Ethan and I exchange looks. His face has gone very still. The way it does before he tells someone their loved one didn’t make it.

“You’re saying Marco Fiore hired you to investigate my sister?” Ethan’s voice is dangerously quiet.

“Yeah. Figure out who she hung out with. Where she went. Who mattered to her. Like you!” Larkin giggles, seeming genuinely oblivious to the bomb he just dropped.

“Had to embed at your gym to get close. Easy money though. Just had to show up, roll around on the mats, take some notes. Then I gave him the report and that was that.”

The report.

The report that enabled Marco to “randomly” befriend my brother.

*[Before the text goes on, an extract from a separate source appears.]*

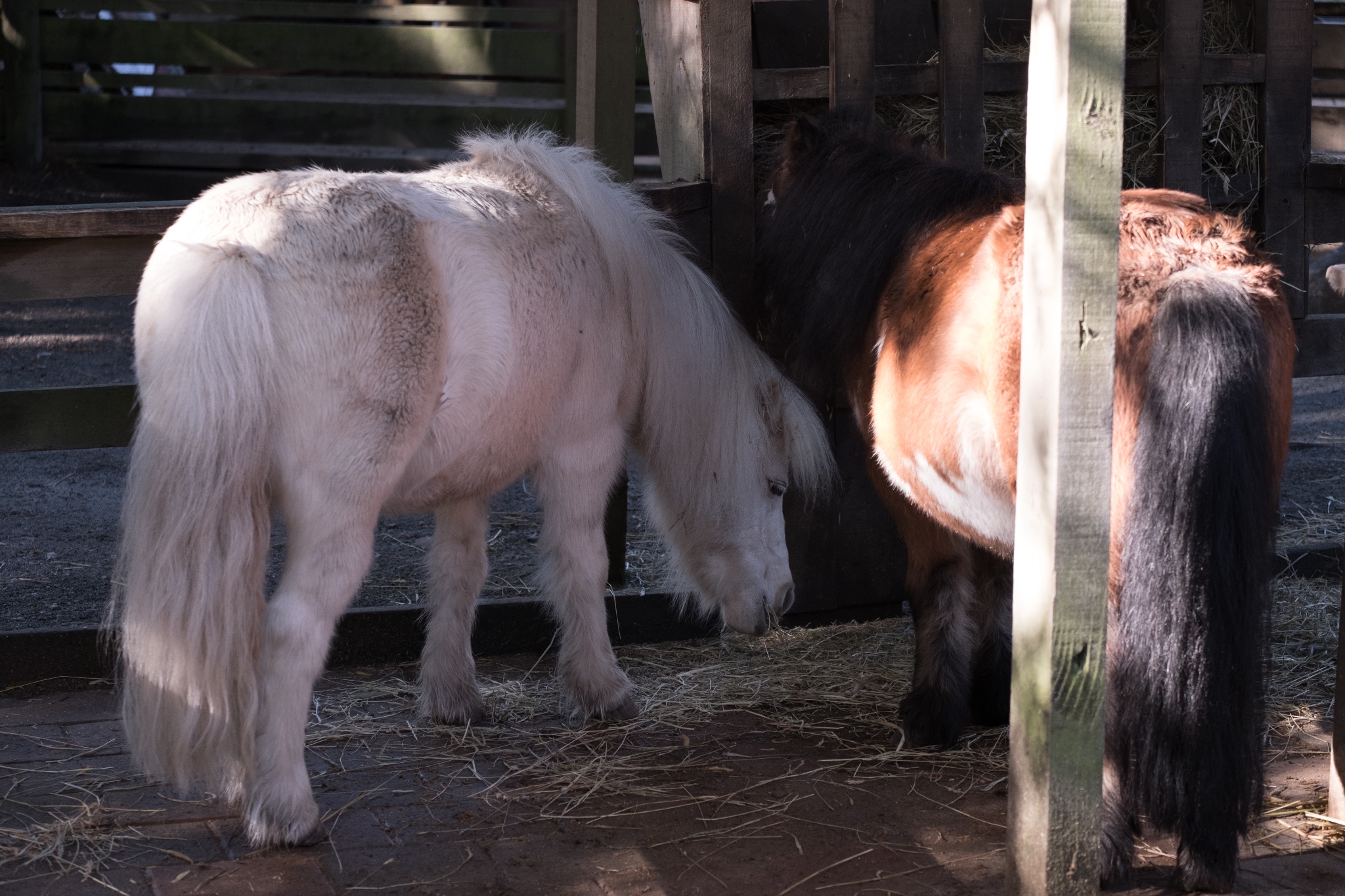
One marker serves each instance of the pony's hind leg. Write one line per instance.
(458, 568)
(575, 575)
(328, 551)
(992, 668)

The report that let him orbit my life without me knowing.

The report that means everything... every moment... every conversation... every breath we counted together.

All of it was built on surveillance.

And a sham friendship with my brother.

My face burns. The kind of heat that has nothing to do with alcohol and everything to do with humiliation so complete it feels like a second skin.

When you realize you weren’t falling in love.

You were being stalked.

Ethan’s hand is on my arm. Steady and grounding.

“We’re leaving,” he says.

Larkin goes back to his drink, completely unaware he just detonated a friendship.

And a relationship.

And maybe an entire life.

Ethan pulls me toward the exit. The cold night air hits my face and pulls me out of my dark thoughts.

“You don’t go back to his house alone, you hear me?” Ethan’s voice is tight.

“I don’t intend to.” My own voice sounds hollow. Automated, even. Like I’m reading lines from a script I never auditioned for.

“We’re going to have a little talk with Marco right now,” Ethan continues.

I should say no. Should tell him I need time to process. To think. To figure out what this means.

But the anger is already building.

I’m absolutely done being patient with Marco Fiore.

He hired someone to investigate me.

Everything we had was a lie.

When you realize the man you thought you knew never actually existed.

I think about Ben. Sweet, anxious Ben who calls me for her nightmares. Who counts breaths with me. Who trusts me completely.

Ben.

She didn’t ask for any of this. Didn’t deserve a father who hires private investigators or befriends people so he can fuck their sister.

“Yeah,” I hear myself say. “Let’s go talk to Marco.”

Jag is still waiting outside and we climb into the SUV. The door closes. Jag’s eyes meet mine in the rearview mirror.

“Everything okay?” he asks.

“Just great,” I say. “Living the dream.”

He doesn’t push. Just drives. Doesn’t comment that Ethan is joining us.

Ethan is Marco’s ‘best friend’ after all.

The townhouse appears too fast.

Jag parks.

We get out. Ahead, the front door looms.

I stop on the sidewalk. Ethan’s already halfway up the steps before he realizes I’m not following.

“Jess?”

My hands are shaking. The anger from the bar has crystallized into something colder.

I don’t want to talk to him through a door again. Don’t want to hear whatever explanation he thinks will make hiring a private investigator to stalk my life acceptable.

“I need to pack,” I hear myself say. “I can’t do this anymore.”

Ethan comes back down the steps. Studies my face. Then he nods.

Ben’s face flashes through my mind again.

I’m abandoning her.

The guilt hits harder than anything Larkin said in that bar.

But I can’t do this.

Can’t pretend everything’s fine when nothing is fine.

Can’t keep being the steady one while my entire world reveals itself as a carefully constructed lie.

Can’t do this when Marco keeps hiding behind his door.

“Let’s get my stuff,” I tell Ethan. “And then I’m done.”